Os militares entram em cena
1. Os tenentes e o sonho de um Brasil diferente
No começo dos anos 1920, um grupo específico passou a ganhar destaque no cenário político brasileiro:
os jovens oficiais do Exército, conhecidos como tenentes.
Eles não vinham de famílias tradicionais da elite, e muitos ainda estavam dando seus primeiros passos na carreira militar.
O que tinham em comum?
A insatisfação com a República dominada por oligarquias e a crença de que o Exército deveria liderar a modernização do país.
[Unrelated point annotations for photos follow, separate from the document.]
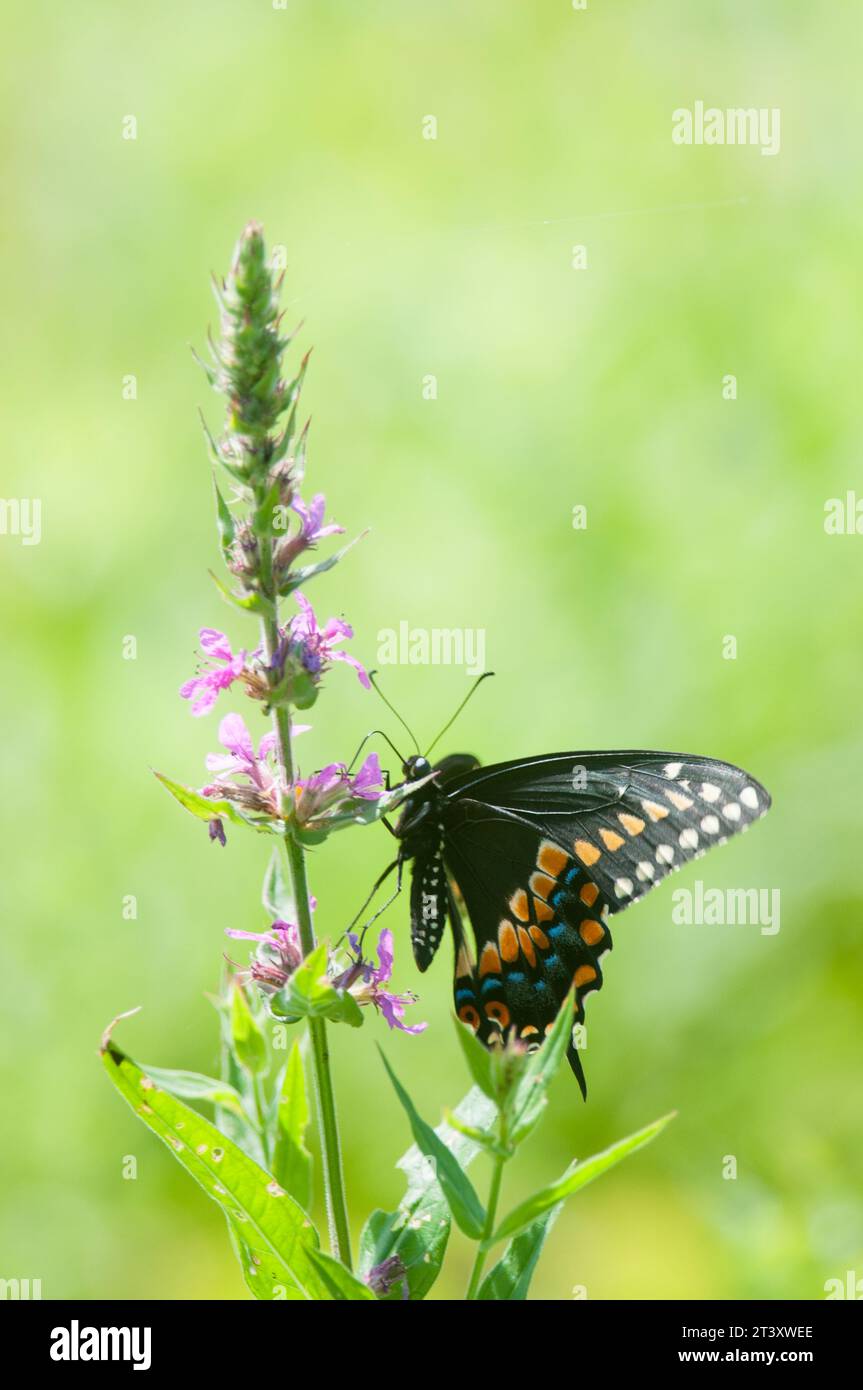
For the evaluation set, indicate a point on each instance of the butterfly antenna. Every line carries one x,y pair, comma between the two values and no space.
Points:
391,708
450,722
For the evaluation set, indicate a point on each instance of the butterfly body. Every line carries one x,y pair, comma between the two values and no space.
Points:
541,852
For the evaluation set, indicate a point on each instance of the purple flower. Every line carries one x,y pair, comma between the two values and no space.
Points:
366,982
203,690
316,647
259,772
332,788
278,954
382,1278
311,519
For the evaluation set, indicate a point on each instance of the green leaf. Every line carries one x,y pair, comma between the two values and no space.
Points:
206,808
339,1280
241,1129
309,993
463,1203
576,1176
266,1279
530,1097
249,1043
298,578
277,893
292,1161
192,1086
418,1230
275,1230
245,602
510,1278
224,520
485,1139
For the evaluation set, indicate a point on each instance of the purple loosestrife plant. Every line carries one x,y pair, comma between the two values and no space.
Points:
252,1158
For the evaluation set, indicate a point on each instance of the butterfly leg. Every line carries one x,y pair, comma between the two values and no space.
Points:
391,900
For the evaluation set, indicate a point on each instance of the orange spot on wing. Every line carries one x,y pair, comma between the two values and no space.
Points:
591,931
507,941
519,905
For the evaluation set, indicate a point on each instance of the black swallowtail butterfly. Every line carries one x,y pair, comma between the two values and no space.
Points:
541,852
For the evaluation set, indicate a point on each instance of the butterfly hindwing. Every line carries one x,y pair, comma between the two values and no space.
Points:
545,851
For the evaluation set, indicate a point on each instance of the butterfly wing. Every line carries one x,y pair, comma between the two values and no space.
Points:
544,851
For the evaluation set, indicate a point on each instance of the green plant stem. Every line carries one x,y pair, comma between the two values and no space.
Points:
261,1115
491,1212
328,1125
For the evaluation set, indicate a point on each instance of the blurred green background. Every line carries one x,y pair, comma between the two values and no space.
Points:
556,387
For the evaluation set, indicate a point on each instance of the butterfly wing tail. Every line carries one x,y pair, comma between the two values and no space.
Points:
577,1069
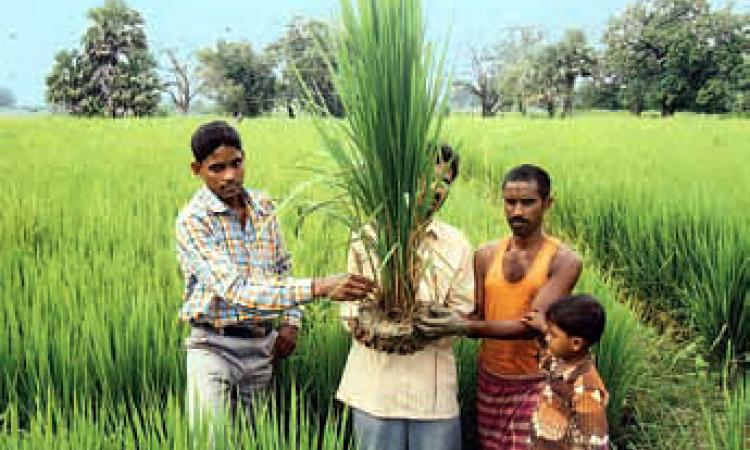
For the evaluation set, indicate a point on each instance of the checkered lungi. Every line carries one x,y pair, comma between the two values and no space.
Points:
504,410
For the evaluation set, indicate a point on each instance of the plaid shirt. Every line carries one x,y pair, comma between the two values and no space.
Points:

Eles acreditavam que os valores morais defendidos pelas Oligarquias eram totalmente controversos.
A educação não era do jeito que devia ser e sobre a política nem se fala.
Os tenentes queriam um Estado forte, capaz de intervir na economia e promover justiça social,
defendiam a moralização da política,o fim do analfabetismo e a adoção do voto secreto.
Mas, atenção!
Os tenentes não eram um grupo homogêneo.
Havia discordâncias sobre os rumos da ação política e o papel do Exército.
Existiam várias formas de atingir o mesmo objetivo e diferentes grupos a apoiavam
E claro, o que não vai faltar são revoltas, como a Revolta do Forte de Copacabana, a Revolta de 1924 e a Coluna Prestes.
(Sugestão de recurso visual: linha do tempo com as características breves das três revoltas citadas a cima)
2. A Coluna Prestes e a travessia do país
A mais longa e emblemática ação tenentista foi a Coluna Prestes-Miguel Costa (1925–1927),
uma marcha armada que cruzou mais de 25 mil quilômetros por 12 estados,
com o objetivo de denunciar o governo de Artur Bernardes e mobilizar a população contra o sistema.
Comandada por Luís Carlos Prestes e Miguel Costa, a Coluna evitava confrontos diretos com o Exército oficial, priorizando o deslocamento rápido e a ação simbólica.
A ideia era se tornar invencível não pela força, mas pela persistência.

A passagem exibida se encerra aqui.